Logically, adopting Pyg was one of the dumbest ideas I've ever had. Struggling under the weight of Maisy's medical bills, her slow recovery, and the fear of what the future would mean for her, I knew that adding more to my plate- and hers- was probably ill-advised. But my heart and soul told me that no matter how bad the timing, I needed to have Pyg in my life, and since my intuition is rarely wrong, I took the ultimate leap of faith.
I won't lie: things have been harder with Pyg around. Money is uncomfortably tight. My carpets are smellier. And I've had quite a few things destroyed. At last count, I've lost three containers of fish food, a DVD case, my wallet, a skein of yarn, a spool of thread... the list goes on and on, and with few exceptions, I have no freaking clue how he's gotten a hold of these things.
But things have also been so much better with him, too.
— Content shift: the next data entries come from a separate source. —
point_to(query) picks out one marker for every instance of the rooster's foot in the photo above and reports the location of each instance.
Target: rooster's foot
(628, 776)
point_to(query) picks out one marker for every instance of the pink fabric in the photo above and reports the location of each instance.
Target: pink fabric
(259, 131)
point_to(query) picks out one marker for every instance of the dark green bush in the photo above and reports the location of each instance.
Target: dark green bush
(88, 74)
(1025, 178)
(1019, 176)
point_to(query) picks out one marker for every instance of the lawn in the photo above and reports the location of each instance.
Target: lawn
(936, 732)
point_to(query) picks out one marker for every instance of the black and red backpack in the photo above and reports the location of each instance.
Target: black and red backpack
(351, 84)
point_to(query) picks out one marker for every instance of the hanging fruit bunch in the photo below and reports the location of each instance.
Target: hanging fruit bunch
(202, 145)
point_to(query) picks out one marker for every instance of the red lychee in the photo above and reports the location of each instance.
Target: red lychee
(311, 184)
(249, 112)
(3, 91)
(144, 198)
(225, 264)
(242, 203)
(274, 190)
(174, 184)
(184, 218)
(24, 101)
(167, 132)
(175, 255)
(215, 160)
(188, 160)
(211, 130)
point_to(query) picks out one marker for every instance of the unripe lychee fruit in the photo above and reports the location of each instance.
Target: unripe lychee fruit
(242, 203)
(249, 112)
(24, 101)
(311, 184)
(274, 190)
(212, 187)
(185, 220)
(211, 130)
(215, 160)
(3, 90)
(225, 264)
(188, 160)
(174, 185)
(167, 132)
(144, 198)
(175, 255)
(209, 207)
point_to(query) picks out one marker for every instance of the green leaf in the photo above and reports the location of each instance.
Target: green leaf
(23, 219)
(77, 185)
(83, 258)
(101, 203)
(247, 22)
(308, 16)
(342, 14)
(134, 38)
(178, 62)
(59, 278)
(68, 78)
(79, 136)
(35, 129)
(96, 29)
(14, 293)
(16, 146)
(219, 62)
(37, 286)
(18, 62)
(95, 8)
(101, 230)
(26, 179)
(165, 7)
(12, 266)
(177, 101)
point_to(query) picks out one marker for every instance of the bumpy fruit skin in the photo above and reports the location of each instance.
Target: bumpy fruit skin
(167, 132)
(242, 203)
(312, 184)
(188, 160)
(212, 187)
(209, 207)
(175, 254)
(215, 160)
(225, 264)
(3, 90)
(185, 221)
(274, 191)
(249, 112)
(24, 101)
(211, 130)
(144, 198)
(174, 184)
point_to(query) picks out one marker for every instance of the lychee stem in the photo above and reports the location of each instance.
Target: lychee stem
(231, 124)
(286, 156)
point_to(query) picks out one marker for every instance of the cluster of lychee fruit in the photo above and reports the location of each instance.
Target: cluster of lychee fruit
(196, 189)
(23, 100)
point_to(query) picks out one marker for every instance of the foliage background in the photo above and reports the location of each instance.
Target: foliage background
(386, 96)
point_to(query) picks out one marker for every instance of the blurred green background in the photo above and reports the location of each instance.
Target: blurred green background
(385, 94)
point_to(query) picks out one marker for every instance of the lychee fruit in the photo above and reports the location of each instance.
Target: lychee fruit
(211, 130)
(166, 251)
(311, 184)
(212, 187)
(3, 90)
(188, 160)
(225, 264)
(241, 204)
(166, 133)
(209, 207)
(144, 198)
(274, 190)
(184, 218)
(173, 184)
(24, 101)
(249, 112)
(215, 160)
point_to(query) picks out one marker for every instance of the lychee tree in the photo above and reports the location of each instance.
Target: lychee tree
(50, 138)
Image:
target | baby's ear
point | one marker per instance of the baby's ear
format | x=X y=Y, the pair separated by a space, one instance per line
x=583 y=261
People who know me will know that I have a bad worrying habit, and that for many years, Maisy has been the focus of much of it. Pyg has proven to be a wonderful (if naughty) distraction. I still worry about Maisy of course, but it's much harder to do with him around to pick up after.
What's more, during a time that I could be moping around about Maisy's shortened future, I have Pyg to make me laugh. Pyg is such a funny dog, and the infusion of joy he's brought in to my household has been good for both me and Maisy.
Perhaps the most important thing he has brought to my life, though, is the knowledge that love is too big to be contained in just one being. I never thought I could love another dog as much as I love Maisy. I was wrong. Pyg has taught me that opening yourself up to the possibility that you might have more than one heart dog or soul mate doesn't diminish the amount of love you have for the first one. It only allows your heart to be fuller.